- The cast of Borderline, as seen in the opening sequence. From left to right: Agent Tariq Mansoor, Senior Agent Grant Brodie, Chief Inspector Linda Proctor, Agent Andrea "Andy" Church, and Agent Clive Hassler.
- Genre: Mockumentary
- Written by: Chris Gau; Michael Orton-Toliver;
- Directed by: Matt Jones
- Starring: David Avery; Jackie Clune; David Elms; Liz Kingsman; Jamie Michie;
- Narrated by: Ralf Little
- Country of origin: United Kingdom
- Original language: English
- No. of series: 2
- No. of episodes: 12

Production
- Executive producers: Sarah Doole; Chris Gau; Ralf Little; Michael Orton-Toliver;
- Producer: Zoë Rocha
- Running time: 28 minutes
- Production company: Little Rock Pictures

Original release
- Network: Channel 5
- Release: 2 August 2016 – 19 October 2017

= Borderline (2016 TV series) =

Borderline is a British mockumentary television comedy series devised by Michael Orton-Toliver and Chris Gau. Narrated by Ralf Little, the series launched on 2 August 2016 on Channel 5. The series follows the activity of customs agents working for Borderline, a fictionalised version of the Border Force, at the fictional Northend Airport.
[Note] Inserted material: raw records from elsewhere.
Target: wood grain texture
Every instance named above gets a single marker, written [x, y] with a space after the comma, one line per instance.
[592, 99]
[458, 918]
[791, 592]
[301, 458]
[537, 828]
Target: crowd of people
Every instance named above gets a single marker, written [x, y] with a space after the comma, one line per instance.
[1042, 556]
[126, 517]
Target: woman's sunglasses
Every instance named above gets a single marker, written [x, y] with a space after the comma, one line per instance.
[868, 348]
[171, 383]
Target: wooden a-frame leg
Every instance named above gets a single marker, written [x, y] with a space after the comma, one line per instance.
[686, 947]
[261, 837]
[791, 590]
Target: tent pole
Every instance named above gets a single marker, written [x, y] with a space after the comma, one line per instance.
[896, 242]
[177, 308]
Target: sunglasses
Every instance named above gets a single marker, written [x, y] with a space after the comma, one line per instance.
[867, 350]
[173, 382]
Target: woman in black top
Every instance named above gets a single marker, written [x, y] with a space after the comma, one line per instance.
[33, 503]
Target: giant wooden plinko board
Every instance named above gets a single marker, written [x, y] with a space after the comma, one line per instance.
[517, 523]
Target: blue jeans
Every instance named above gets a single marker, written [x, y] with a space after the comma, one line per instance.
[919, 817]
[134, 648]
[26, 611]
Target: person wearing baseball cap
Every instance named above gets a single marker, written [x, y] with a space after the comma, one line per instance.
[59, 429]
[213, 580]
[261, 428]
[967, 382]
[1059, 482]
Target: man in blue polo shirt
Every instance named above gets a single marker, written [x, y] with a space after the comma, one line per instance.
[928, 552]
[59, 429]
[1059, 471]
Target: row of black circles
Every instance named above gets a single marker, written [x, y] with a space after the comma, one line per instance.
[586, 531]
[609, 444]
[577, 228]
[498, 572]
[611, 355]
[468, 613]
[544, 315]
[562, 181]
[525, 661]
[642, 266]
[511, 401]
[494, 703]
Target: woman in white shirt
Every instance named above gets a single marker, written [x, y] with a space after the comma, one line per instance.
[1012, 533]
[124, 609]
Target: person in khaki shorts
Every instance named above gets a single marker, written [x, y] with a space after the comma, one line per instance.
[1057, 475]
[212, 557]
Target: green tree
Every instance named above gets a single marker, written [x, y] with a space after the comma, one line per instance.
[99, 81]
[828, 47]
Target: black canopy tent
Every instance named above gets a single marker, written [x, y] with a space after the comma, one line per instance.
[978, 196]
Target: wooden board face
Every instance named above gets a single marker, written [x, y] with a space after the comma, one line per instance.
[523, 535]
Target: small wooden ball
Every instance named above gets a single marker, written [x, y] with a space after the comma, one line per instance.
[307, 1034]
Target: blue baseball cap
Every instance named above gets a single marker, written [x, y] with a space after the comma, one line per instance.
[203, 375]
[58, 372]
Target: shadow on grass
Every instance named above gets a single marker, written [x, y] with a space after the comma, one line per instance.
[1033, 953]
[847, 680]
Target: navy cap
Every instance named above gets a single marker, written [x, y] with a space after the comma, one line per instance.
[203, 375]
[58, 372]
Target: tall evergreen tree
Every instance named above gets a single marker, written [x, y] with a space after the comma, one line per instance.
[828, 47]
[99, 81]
In contrast to most series, which require the cast to memorise a script, Borderline is "retro-scripted": the cast is given a plot outline to guide them as they improvise their dialogue and actions.

As of December 2016, the series is available on Netflix in select regions.

==Production==
In February 2016, it was announced that Channel 5 had ordered a new comedy series. The news was revealed by Royle Family star Ralf Little.
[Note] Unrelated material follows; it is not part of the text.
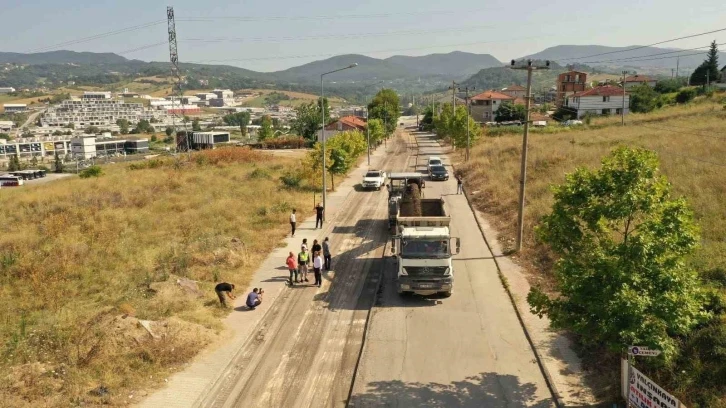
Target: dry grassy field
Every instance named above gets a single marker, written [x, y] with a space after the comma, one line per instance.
[691, 143]
[84, 261]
The first series was filmed at Coventry Airport in March/April 2016.

In August 2016, during the first series run it was announced by Ben Frow (Channel 5's Director of Programming) that the show had been commissioned for a second series.

==Cast==
===Main===
- David Avery as Customs Agent Tariq Mansoor
- Jackie Clune as Chief Customs Inspector Linda Proctor
- David Elms as Customs Agent Clive Hassler
- Liz Kingsman as Customs Agent Andrea "Andy" Church
- Jamie Michie as Senior Customs Agent Grant Brodie

===Recurring===
- Guz Khan as Mo
- Sunil Patel as Sujan Stevens
- Manoj Anand as Kareem Khan (series 1)
- Alan Faulkner as David Thompson (series 1)
- Patricia Drabble as Fran Lewis (series 1)
- Guy Normas as Steve Marks (series 1)
- Cameron Moon as Sheikh Mohammed (series 1)
- Paulina Boneva as Zara Lewis (series 2)

===Notable guest===
- Mark Addy as himself (series 1)
- Jamie Demetriou as DJ Stefano Rocco (series 1)
- Kerry Howard as Stacey Allen (series 1)
- Jayde Adams as Celeste Ferguson (series 1)
- Kris Marshall as Baron (series 2)
- Elizabeth Berrington as Mary Parfitt (series 2)
- Josie Lawrence as Eleanor Wilson (series 2)

==Cancellation==

On 19 October 2017, Channel 5 had announced Borderline would not return for its third series due to a drop in ratings and just 12 episodes were produced in two series.